Rathaus
An der Ostseite des zentral gelegenen Marktplatzes erhebt sich das Leipziger Rathaus. Der heutige Bau mit seinem markanten Uhrturm geht auf einen kleineren gotischen Vorgängerbau zurück, der 1556/57 unter Ratsbaumeister Hieronymus Lotter vergrößert und modernisiert wurde. Das Obergeschoss erhielt einen großen Saal mit steinerner Pfeiferstuhl genannten Musizierempore an der nördlichen Stirnwand; hier fanden Hochzeiten wohlhabender Bürger, Tänze und Bälle der Handwerkerinnungen, kurfürstliche Zusammenkünfte und Feste des Rates statt. Nördlich des Saals befanden sich die Räume des sächsischen Oberhofgerichts, im Süden lagen mit der Ratsstube und dem Besprechungsraum des Engeren Rats die wichtigsten Bereiche der städtischen Verwaltung, die der Öffentlichkeit nur auf Einladung zugänglich waren. Ein unzureichendes Fundament führte in der Ratsstube zu Rissen, sodass das Gebäude 1672 umfassend erneuert werden musste. Die Schmalseiten erhielten verzierte Erker und das gesamte Gebäude ein neues Dach mit kupfernen Dachrinnen.

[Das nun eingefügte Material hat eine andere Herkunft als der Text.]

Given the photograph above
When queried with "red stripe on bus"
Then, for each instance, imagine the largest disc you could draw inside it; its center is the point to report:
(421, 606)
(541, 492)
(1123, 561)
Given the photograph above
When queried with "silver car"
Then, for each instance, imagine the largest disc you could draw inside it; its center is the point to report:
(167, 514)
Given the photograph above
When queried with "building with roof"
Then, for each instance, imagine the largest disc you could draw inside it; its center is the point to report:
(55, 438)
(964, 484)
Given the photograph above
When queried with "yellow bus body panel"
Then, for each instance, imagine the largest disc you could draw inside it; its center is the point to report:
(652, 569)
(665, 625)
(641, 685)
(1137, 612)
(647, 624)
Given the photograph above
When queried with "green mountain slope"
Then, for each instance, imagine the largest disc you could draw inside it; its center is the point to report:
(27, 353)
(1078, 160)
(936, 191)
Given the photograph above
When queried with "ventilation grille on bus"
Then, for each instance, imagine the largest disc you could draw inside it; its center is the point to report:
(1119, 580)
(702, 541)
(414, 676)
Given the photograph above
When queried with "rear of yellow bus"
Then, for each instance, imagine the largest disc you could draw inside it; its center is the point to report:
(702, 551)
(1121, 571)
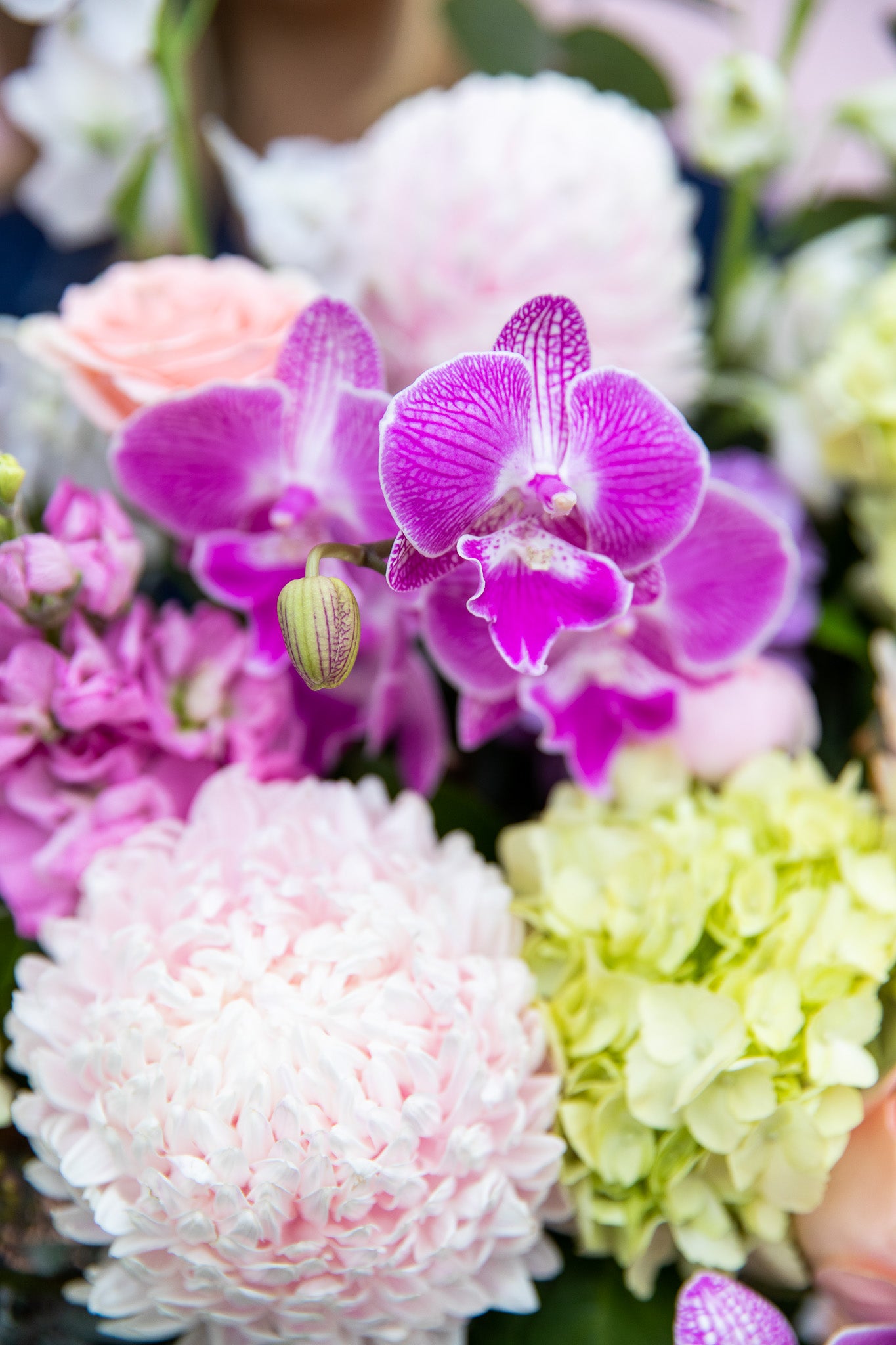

Im Erdgeschoss befanden sich Verkaufsstände und Läden; im Durchgang zum Naschmarkt betrieb der Buch- und Kartendrucker Johann Theodor Boethius sein gut gehendes Ladengeschäft, das 1722 seine Tochter Rosine Dorothee erbte, die 1726 den Dresdner Kupferstecher Johann Gottfried Krügner heiratete. Im Ladengeschäft bot sie Kupferstiche, theologische Traktate, Führer durch Leipzigs Kaffee- und Gasthäuser, Kalender und brasilianischen Tabak sowie Musikalien an. 1731 vertrieb sie unter anderem den ersten Teil von Johann Sebastian Bachs Clavir Ubung, bestehend aus den sechs Partiten für Tasteninstrument BWV 825–830.
Bildnachweis Graphik und Fotografie Festsaal: Bach-Archiv Leipzig
Bildnachweis Fotografie von Hermann Walter: Stadtarchiv Leipzig
Das Stadtregiment bestand aus drei gleichen Ratskollegien, die gemäß der Ratsordnung aus jeweils zwölf Personen sowie einem auf Lebenszeit gewählten Bürgermeister bestehen sollten und sich jährlich in der Leitung abwechselten. Das jeweils regierende Gremium wurde als „Sitzender Rat“, die anderen beiden als „Ruhende Räte“ bezeichnet, die ebenfalls in die Verwaltungs- und Amtsgeschäfte eingebunden waren, namentlich in Stadt-, Handels-, Vormundschafts- und Landgericht. Die Zusammenkunft der drei Räte hieß Voller oder Gesamter Rat. Jeder der drei Räte wählte zwei Baumeister, die für das gesamte öffentliche Bauwesen und die Instandhaltung von Straßen und Plätzen wie auch der öffentlichen Einrichtungen zuständig waren. Bei Bedarf konnte der Enge Rat zusammentreten, der aus den drei Bürgermeistern mit zwei Konsulenten, den sechs Ratsbaumeistern und einem Syndikus sowie dem Oberstadtschreiber als Protokollant bestand. Zur Bachzeit fanden die Ratssitzungen täglich (außer samstags) zwischen 9 und 11 Uhr in der Ratsstube statt, wer unentschuldigt fehlte, musste 6 Groschen Strafe bezahlen. Die auf Lebenszeit gewählten Ratsherren waren überwiegend Kaufleute und Gelehrte, vor allem Juristen; Verstöße gegen die Schweigepflicht, Untreue oder Konkurs führten meist zu sofortigem Ausschluss.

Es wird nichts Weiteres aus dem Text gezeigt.